Gisèle Freund
Information
On the occasion of the Georges Pompidou Centre's exhibit dedicated to Gisèle Freund's photography, she is interviewed at home. She talks about her career while sharing her most famous photographs of writers.
Context
Gisèle Freund was born in 1908 in Schöneberg near Berlin. As an adolescent, her father gave her a Leica camera that would never leave her. She studied in geology at the University of Frankfurt am Main, but as the Nazism grew, she fled Germany and finished her studies in Paris, where she took French nationality and submitted a thesis on Photography in France in the 19th Century, that she would publish, thanks to Adrienne Monnier in 1936.

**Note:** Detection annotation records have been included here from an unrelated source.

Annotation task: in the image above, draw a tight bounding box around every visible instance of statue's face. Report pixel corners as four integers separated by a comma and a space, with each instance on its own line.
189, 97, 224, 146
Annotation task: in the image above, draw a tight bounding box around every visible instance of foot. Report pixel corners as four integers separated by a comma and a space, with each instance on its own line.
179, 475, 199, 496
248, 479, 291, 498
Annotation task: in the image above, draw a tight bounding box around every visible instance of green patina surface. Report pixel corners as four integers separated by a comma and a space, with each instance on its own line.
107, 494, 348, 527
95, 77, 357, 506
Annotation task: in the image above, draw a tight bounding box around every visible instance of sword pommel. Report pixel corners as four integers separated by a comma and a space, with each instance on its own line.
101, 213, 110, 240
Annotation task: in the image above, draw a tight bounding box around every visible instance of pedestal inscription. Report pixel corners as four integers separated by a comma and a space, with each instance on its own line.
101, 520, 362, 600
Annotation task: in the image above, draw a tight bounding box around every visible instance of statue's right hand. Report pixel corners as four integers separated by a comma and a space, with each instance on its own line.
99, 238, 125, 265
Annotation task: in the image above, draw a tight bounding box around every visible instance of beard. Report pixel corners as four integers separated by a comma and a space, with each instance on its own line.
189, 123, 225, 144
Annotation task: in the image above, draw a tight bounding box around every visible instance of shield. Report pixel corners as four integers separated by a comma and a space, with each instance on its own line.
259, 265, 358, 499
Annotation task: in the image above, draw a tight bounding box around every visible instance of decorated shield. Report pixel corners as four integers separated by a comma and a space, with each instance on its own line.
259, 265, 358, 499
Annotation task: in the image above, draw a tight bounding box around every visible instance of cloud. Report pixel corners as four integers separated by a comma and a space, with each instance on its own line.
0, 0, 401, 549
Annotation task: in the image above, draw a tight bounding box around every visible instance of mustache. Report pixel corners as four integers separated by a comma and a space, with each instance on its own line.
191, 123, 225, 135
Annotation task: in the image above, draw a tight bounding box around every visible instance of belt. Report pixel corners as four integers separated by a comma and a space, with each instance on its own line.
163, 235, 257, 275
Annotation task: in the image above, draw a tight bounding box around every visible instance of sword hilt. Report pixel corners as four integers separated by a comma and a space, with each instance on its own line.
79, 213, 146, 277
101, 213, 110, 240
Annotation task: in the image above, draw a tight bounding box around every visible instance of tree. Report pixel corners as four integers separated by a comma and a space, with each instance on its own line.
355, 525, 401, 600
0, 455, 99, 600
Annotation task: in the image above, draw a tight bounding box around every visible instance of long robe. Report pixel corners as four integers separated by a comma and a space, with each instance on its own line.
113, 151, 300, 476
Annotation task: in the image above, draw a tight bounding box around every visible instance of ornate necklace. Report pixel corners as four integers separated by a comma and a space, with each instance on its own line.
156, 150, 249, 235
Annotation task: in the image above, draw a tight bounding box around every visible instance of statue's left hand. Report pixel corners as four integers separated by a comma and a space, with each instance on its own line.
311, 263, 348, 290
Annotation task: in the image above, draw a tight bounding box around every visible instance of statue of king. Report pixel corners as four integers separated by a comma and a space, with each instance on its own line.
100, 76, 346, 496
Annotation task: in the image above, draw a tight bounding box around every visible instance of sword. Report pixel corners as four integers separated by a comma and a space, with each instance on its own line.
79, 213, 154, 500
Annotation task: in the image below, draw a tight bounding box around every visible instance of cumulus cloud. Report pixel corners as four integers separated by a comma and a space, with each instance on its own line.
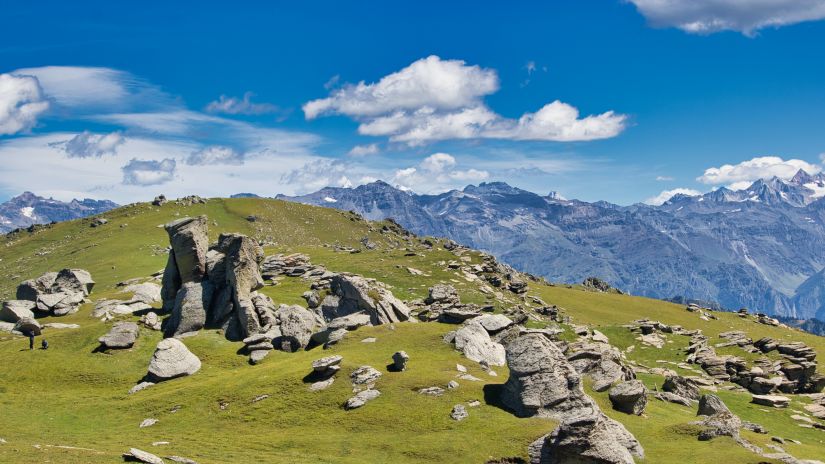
347, 143, 380, 158
392, 153, 490, 193
51, 131, 126, 158
303, 56, 627, 146
186, 145, 244, 166
0, 74, 49, 135
696, 156, 822, 188
629, 0, 825, 36
645, 188, 702, 206
121, 158, 177, 185
206, 92, 281, 114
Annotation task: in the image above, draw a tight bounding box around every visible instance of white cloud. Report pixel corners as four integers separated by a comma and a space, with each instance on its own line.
696, 156, 822, 185
644, 188, 702, 206
303, 56, 627, 146
628, 0, 825, 35
206, 92, 281, 114
51, 131, 126, 158
347, 143, 380, 158
186, 145, 244, 165
0, 74, 49, 135
122, 158, 177, 185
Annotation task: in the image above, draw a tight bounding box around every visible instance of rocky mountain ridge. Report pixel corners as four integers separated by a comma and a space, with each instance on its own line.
278, 170, 825, 319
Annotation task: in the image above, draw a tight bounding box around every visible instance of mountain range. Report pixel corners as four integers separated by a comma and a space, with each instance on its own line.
0, 192, 118, 234
279, 170, 825, 319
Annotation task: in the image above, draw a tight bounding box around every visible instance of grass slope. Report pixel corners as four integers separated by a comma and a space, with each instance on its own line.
0, 199, 825, 463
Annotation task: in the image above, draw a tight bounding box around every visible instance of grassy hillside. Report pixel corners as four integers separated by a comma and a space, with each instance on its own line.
0, 199, 825, 463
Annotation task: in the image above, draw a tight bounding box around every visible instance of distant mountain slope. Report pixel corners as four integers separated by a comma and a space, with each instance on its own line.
0, 192, 118, 234
279, 171, 825, 318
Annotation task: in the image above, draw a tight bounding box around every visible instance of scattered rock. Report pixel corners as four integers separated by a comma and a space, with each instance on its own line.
392, 351, 410, 372
344, 388, 381, 410
608, 380, 647, 416
450, 404, 470, 421
148, 338, 201, 382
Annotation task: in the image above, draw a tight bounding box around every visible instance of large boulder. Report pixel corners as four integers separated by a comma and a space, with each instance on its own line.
454, 320, 506, 366
0, 300, 35, 323
531, 411, 644, 464
98, 322, 140, 349
147, 338, 201, 382
321, 274, 410, 325
501, 334, 598, 420
608, 380, 647, 416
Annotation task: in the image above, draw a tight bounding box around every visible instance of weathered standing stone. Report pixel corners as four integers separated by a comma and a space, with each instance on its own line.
0, 300, 35, 323
344, 388, 381, 410
98, 322, 140, 349
662, 375, 699, 400
455, 321, 506, 366
608, 380, 647, 416
392, 351, 410, 372
148, 338, 201, 382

It was through her that she met and mixed with numerous writers, while still unknown, who she took colour portraits of, using Agfacolour film. In that way she immortalised Michaux, Yourcenar, Cocteau, Beckett, Gide, Woolf and many other celebrities such as Mitterrand.
Fleeing France during the war, she left to report from Latin America, then became the first lady photographer at Magnum in 1948.

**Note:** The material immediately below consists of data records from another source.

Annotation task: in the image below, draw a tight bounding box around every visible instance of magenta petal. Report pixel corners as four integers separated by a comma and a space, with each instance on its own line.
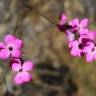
86, 53, 93, 62
0, 42, 5, 49
4, 35, 15, 44
14, 39, 23, 48
80, 18, 88, 27
79, 28, 88, 35
71, 47, 78, 56
70, 18, 79, 26
11, 49, 21, 57
94, 49, 96, 60
21, 71, 31, 82
0, 49, 10, 59
22, 61, 33, 71
12, 63, 21, 71
14, 73, 23, 85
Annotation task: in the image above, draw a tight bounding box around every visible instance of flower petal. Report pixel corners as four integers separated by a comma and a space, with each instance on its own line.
12, 63, 21, 71
0, 42, 5, 49
14, 73, 23, 85
14, 39, 23, 48
11, 49, 21, 57
69, 18, 79, 26
0, 49, 10, 59
22, 61, 34, 71
79, 28, 88, 35
80, 18, 88, 27
86, 53, 93, 62
4, 35, 15, 44
21, 71, 31, 82
71, 47, 78, 56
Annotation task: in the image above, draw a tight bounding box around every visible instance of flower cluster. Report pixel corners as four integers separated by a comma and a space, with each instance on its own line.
57, 14, 96, 62
0, 34, 33, 84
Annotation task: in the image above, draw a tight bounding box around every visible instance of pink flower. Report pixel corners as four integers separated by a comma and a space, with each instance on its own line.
88, 31, 96, 42
69, 35, 90, 57
69, 18, 88, 34
57, 14, 72, 32
66, 29, 88, 42
12, 59, 33, 84
59, 14, 68, 25
70, 41, 84, 57
84, 42, 96, 62
0, 35, 23, 59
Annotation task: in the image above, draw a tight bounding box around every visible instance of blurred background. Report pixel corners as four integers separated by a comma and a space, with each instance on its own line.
0, 0, 96, 96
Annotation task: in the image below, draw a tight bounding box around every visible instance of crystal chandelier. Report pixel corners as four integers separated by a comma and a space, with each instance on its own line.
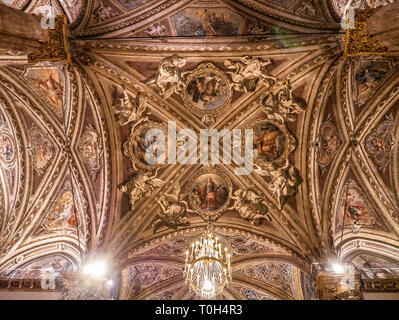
184, 230, 231, 299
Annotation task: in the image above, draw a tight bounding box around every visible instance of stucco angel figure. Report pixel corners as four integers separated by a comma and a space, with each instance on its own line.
119, 168, 165, 211
152, 182, 193, 233
254, 158, 300, 210
114, 86, 148, 126
224, 56, 277, 92
229, 189, 271, 225
263, 80, 305, 123
150, 54, 186, 99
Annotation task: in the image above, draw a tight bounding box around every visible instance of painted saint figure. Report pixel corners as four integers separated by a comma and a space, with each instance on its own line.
47, 191, 77, 229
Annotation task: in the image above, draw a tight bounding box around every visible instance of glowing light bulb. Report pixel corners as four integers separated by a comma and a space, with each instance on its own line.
202, 279, 215, 298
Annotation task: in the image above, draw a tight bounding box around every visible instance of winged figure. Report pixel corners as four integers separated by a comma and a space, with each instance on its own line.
230, 189, 271, 225
114, 87, 148, 126
263, 80, 304, 123
153, 182, 191, 233
120, 168, 165, 211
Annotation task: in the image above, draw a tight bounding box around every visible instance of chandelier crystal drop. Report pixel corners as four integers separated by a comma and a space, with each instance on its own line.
184, 230, 231, 299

She was invited to exhibit her works in the Museum of Modern Art in Paris, in 1968 and in 1991, a large retrospective was devoted to her by the Pompidou Centre. Recognised as one of the greatest portrait photographers of the twentieth century throughout the whole world, she died in Paris in 2000, after having received several awards and given to the state over 300 photographs.